Here is the data that I have:
- I used MISO software to find alternatively spliced isoforms in iPSC-differentiated dopaminergic (DA) and cortical neurons at various stages (iPS, day10, d20, ...). The output includes values like Percent Spliced In (PSI), bayes factors, comparisons between genes of different day stages as well as between cortical and DA neurons of the same day. I focused on an SNP on a gene to see if the SNP was creating an extra isoform (I ended up finding 1 read of this isoform). I also looked at the abundance of all the isoforms of the gene.The iPS cell lines I used, though, were just general DA and cortical neurons, and didn't specifically have the risk allele of the SNP edited in.
- I then used HOMER software to produce some genome wide statistics. I was provided with a huge list of genes that are differentially expressed between stages of neuronal development, and I used my data to find the percentage of overlap between DE and AS genes at each stage.
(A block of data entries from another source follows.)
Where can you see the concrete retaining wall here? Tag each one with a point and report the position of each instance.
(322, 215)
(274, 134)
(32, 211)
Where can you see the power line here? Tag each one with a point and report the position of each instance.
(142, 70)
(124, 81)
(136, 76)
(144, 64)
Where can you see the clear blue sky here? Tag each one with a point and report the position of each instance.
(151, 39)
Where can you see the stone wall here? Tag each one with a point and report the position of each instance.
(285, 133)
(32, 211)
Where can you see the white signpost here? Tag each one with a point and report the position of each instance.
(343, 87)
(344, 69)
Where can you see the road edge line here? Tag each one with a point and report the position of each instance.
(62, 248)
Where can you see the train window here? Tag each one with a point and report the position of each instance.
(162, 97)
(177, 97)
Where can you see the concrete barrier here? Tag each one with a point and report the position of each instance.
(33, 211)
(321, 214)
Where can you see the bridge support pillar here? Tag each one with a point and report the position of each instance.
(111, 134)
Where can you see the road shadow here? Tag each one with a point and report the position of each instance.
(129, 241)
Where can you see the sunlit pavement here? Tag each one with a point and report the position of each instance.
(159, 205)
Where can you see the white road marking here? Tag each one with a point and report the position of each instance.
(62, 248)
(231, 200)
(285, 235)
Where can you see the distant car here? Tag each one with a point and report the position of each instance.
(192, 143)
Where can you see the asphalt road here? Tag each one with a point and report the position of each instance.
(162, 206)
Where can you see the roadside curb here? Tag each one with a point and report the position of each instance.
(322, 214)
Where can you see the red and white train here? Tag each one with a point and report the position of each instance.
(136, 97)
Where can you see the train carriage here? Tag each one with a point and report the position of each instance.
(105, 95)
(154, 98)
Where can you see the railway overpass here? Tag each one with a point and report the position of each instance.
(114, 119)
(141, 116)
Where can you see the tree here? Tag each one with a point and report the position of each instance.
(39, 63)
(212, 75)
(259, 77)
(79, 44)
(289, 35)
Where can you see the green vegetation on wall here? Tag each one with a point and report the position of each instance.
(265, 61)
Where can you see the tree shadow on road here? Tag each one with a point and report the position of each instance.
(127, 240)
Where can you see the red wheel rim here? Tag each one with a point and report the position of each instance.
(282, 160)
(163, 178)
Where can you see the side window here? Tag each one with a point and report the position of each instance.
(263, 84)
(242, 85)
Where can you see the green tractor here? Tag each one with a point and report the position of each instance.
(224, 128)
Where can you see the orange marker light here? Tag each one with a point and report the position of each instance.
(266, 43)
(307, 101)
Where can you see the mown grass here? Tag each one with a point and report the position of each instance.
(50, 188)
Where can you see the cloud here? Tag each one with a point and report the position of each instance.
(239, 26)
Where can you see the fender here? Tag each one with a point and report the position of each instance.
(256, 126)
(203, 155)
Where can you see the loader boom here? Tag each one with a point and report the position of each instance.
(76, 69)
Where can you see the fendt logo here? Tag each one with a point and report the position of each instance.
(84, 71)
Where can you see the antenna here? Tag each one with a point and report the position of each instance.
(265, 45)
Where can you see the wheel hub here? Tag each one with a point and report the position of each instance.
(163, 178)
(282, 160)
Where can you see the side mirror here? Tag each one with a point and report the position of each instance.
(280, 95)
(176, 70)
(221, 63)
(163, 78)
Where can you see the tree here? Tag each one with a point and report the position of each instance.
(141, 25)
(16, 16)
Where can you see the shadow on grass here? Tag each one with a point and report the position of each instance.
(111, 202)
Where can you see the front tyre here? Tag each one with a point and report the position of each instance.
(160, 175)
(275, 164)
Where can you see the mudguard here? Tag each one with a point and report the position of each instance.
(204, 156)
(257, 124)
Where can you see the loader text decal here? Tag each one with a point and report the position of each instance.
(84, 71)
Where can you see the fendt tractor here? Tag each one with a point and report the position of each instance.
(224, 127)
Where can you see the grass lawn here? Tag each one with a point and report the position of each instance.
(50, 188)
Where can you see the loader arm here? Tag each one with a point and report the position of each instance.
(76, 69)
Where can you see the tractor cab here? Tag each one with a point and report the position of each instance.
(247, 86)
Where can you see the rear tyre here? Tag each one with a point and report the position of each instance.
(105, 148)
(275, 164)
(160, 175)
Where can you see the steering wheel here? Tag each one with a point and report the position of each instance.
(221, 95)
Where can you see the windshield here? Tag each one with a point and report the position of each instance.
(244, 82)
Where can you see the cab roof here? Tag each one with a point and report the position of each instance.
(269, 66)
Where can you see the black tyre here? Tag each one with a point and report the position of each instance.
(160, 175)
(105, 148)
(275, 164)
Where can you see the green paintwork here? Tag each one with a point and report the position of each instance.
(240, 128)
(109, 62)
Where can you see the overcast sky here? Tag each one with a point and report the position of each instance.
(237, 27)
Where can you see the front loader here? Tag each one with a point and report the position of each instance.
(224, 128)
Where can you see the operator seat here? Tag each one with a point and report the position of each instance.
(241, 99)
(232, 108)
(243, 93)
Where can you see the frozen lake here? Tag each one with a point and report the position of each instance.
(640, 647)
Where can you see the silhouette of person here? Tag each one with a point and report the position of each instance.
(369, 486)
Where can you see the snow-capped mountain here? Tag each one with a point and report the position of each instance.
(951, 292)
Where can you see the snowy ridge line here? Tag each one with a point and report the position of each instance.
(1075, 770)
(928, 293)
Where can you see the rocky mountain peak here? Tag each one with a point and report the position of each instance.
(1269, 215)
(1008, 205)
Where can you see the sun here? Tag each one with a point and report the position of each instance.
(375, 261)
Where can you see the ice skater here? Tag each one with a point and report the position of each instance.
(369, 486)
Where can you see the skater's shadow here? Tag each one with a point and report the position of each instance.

Without data for iPSC-differentiated cell lines with the SNP genome-edited in, I can't write my paper on the effect of the SNP on alternative splicing in the specific gene, because I wouldn't have an experimental group. I am thinking of writing on the effect of neuron type on the SNP, since the SNP-caused isoform was more abundant in DA than cortical neurons. It seems that the cortical neuron data will need to be my control group, while the DA neurons are my experimental group (although I'm not even sure what the significance of this would be). The place that I did this internship focused on genetic brain disorders like schizophrenia that could be affected by dominergic receptors, which is why I was doing work on DA neurons. What are some ways I can make my data fit the format I need?